Malaysia Air Pollution Index Prediction Using Deep Learning
Forecasting Air Quality with Multi-Architecture Deep Learning
Project Overview
Built a deep learning forecasting system to predict air pollution levels in Malaysia using 6 years of monthly pollutant data (2017–2022). The model forecasts key pollutants (CO, NO₂, O₃, SO₂, PM10, PM2.5) to support early warning systems and public health planning. Focuses on time-series modeling, model comparison, and performance optimization.
What I Did
1️⃣ Time-Series Engineering
- Converted raw data into supervised learning format using 6-step sliding window lookback
- Handled missing values using median imputation by pollutant
- Applied MinMaxScaler normalization to standardize pollutant scales
2️⃣ Advanced EDA & Feature Understanding
- Identified seasonality trends (e.g., PM peaks in winter, O₃ peaks in summer)
- Used Pearson correlation matrix to detect strong relationships (e.g., PM10 ↔ PM2.5)

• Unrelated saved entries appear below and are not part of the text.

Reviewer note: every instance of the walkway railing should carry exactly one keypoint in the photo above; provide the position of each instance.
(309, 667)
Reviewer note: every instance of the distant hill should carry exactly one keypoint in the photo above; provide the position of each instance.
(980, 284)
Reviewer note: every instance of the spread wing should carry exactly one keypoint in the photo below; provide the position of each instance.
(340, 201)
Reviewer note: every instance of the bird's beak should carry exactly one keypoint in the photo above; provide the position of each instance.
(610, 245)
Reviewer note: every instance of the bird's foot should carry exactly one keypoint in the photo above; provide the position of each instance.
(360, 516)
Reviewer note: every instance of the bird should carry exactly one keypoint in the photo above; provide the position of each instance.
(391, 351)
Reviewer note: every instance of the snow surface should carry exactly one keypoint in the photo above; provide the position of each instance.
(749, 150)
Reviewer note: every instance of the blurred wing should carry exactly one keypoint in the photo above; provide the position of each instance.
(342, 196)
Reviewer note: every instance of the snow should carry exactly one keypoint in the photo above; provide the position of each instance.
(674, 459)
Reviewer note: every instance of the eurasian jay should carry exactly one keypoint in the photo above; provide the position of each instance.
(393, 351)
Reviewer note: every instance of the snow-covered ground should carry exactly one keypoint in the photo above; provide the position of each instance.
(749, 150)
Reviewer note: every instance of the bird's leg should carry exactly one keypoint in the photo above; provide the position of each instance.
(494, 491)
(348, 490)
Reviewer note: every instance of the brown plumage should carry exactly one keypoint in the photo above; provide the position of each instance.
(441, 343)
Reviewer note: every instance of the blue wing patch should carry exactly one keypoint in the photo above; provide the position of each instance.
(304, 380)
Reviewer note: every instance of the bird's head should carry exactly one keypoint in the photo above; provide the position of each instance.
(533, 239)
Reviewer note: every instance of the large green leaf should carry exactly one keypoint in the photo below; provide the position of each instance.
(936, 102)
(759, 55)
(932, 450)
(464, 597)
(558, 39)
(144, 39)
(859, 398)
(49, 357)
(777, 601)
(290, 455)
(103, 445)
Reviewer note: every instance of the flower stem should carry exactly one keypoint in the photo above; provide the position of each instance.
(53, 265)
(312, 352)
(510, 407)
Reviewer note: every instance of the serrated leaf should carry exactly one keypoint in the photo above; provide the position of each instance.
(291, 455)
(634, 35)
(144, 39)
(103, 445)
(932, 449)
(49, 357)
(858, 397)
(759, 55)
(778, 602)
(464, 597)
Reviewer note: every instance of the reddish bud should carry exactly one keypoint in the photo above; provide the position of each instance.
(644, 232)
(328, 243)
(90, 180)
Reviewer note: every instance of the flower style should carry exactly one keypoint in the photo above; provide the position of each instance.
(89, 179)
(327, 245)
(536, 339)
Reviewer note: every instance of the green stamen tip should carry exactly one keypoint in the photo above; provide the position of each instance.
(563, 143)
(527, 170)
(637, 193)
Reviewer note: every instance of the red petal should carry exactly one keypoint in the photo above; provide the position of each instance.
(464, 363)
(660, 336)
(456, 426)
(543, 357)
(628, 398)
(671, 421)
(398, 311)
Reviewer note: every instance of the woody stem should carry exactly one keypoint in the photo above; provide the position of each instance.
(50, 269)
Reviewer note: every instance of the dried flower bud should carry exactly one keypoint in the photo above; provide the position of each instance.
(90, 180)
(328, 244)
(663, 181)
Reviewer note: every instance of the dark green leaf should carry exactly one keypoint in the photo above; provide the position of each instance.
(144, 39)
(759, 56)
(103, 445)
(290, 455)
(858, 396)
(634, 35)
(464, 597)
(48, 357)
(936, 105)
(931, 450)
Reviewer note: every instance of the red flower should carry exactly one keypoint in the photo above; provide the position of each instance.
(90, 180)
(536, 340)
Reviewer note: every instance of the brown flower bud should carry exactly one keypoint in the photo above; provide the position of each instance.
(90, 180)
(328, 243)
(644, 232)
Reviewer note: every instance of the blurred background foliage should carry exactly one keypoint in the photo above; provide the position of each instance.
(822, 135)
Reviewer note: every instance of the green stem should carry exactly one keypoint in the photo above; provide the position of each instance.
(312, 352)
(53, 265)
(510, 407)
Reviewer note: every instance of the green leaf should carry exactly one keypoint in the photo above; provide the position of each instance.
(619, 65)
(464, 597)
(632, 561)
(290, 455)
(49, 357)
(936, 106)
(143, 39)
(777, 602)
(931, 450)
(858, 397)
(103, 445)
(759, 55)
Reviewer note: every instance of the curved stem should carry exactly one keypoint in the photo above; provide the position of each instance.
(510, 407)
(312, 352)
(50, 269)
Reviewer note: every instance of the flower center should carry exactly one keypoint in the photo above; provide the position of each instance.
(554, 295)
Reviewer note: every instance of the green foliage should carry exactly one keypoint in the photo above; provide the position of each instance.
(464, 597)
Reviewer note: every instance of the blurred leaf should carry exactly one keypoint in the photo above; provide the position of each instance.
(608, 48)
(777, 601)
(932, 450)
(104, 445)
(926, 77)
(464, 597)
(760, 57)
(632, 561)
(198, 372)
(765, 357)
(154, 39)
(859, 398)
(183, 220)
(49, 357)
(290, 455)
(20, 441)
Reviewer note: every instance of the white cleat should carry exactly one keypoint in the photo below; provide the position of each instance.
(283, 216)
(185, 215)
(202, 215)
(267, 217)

- Applied Random Forest feature importance to identify key predictors
3️⃣ Deep Learning Model Comparison
- Developed and compared 4 architectures: LSTM, MLP, 1D CNN, Hybrid Model
- Applied Bayesian Optimization (Keras Tuner) for hyperparameter tuning
- Evaluated with MSE, MAE, RMSE, R² Score
- LSTM achieved the most consistent performance across pollutants
Tools & Tech Stack
- Python
- TensorFlow / Keras
- Keras Tuner (Bayesian Optimization)
- Scikit-learn
- Pandas / NumPy
- Matplotlib / Seaborn
- Random Forest (feature importance)
- Time-series sliding window engineering
Impact-Oriented Framing
Designed and optimized a multi-architecture deep learning system for air quality forecasting, achieving improved temporal prediction accuracy using LSTM with Bayesian hyperparameter tuning.
Highlight Skills:
- Time-series forecasting
- Model benchmarking & comparison
- Hyperparameter optimization
- Feature engineering
- API-based model deployment
- End-to-end ML pipeline